In order to travel your Sim must pay a fairly large amount of money, and can only stay in the destination for a few days. Later trips can last longer once you have earned enough points for a higher level of visa, but this does lead to some frustration when your Sim gets sent home half way through a tomb. Many people have complained that travel is too expensive, however Sims come home with large amounts of treasure which can be sold and will easily cover the cost of the next trip. There is also a compulsory two-day wait between trips which prevents you working through the expansion pack too quickly.
Sims do not age whilst on holiday, so Sims cannot live in the holiday worlds and babies, toddlers and visibly pregnant Sims cannot travel. Sims needs still have to be met, and you can purchase dried food and a tent to use inside tombs to avoid having to go all the way back to base camp in the middle of a level.
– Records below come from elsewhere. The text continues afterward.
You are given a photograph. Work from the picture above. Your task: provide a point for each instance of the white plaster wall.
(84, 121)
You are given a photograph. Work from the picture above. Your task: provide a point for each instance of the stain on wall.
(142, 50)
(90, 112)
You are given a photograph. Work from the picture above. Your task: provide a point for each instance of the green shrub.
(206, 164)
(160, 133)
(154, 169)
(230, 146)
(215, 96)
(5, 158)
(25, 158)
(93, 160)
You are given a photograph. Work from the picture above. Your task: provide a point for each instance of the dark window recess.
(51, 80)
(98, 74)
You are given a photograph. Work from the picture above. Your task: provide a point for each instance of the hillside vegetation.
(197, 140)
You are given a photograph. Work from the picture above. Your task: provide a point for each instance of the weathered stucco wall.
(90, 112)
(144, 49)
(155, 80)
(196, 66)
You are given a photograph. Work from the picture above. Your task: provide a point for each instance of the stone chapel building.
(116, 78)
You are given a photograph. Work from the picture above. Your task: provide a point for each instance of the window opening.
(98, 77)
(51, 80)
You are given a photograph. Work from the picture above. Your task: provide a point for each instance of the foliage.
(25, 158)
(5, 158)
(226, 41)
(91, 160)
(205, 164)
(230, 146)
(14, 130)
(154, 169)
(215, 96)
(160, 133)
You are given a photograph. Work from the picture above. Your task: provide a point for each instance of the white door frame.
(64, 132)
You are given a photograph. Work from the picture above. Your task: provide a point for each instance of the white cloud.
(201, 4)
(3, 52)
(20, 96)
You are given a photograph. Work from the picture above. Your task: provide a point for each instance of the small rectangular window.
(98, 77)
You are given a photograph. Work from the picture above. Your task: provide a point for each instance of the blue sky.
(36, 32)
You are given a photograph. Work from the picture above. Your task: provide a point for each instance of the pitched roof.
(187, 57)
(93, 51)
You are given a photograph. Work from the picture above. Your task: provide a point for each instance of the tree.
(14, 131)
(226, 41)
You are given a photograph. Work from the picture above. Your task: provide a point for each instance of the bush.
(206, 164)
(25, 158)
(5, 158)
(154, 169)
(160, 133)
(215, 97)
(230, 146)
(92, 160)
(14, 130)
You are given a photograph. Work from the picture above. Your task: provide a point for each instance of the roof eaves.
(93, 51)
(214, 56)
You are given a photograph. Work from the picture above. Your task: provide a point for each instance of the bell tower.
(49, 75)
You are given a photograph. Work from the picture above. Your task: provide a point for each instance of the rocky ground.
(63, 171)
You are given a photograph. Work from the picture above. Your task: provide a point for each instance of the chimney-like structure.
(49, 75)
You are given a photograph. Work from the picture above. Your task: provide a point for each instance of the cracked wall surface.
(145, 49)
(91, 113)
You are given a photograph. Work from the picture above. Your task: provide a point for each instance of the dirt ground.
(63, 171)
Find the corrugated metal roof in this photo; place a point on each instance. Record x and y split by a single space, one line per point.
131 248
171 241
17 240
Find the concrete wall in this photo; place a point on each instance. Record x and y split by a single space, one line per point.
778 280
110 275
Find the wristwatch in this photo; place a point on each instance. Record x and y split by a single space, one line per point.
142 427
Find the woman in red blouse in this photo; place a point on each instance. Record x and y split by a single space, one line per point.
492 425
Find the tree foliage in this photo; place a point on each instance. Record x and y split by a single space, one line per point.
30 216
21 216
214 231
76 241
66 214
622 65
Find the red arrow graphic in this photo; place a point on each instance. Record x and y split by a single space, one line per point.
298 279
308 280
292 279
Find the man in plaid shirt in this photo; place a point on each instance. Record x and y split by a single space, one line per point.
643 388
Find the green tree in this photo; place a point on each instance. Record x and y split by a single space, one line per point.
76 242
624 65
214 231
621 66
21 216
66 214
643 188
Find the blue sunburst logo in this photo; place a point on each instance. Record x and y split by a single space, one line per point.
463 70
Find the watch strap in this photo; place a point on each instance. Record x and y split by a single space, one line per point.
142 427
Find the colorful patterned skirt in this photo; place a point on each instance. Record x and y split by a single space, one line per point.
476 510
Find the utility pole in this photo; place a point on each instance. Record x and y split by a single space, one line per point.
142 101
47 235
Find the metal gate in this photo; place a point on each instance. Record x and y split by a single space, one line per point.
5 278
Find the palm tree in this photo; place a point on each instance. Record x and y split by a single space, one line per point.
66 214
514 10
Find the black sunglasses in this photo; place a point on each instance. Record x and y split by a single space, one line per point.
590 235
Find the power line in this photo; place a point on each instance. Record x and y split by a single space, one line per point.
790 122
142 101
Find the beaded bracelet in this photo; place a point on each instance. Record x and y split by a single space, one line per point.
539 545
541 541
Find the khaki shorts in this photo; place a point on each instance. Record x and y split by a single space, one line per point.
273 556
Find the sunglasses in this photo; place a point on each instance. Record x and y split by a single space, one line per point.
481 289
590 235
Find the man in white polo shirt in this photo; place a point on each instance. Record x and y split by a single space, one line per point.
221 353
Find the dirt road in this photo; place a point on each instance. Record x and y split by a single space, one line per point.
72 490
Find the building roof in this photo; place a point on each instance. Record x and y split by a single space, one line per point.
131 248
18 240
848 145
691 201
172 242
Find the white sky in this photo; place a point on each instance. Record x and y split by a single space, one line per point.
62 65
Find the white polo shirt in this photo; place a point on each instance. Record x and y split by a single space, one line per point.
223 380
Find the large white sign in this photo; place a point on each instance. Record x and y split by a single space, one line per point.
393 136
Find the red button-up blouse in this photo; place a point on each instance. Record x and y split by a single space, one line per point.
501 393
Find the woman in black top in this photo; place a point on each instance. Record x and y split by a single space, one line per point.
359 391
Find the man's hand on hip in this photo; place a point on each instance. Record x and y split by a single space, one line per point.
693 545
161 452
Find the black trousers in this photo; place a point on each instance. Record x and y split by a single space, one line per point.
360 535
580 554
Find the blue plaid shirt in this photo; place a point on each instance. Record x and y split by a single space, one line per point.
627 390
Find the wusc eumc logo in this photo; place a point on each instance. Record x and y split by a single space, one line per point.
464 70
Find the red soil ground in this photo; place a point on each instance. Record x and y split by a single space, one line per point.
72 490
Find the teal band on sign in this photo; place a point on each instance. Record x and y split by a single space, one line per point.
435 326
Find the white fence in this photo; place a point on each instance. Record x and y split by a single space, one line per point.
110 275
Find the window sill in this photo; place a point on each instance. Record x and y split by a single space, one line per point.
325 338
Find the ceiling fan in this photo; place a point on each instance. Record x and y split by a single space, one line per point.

Friends and relationships can be made, and if you wish your Sim can invite a 'foreign visitor' to stay at their house for a few days.
As you would expect from an expansion pack, the game also adds in some new wants and lifetime goals, a few new skills (such as martial arts) some extra personality traits and some new objects and building equipment.
All in all, not a bad little pack which adds a decent amount of content, but nothing so exciting that I would recommend it to someone who isn't already a Sims fan.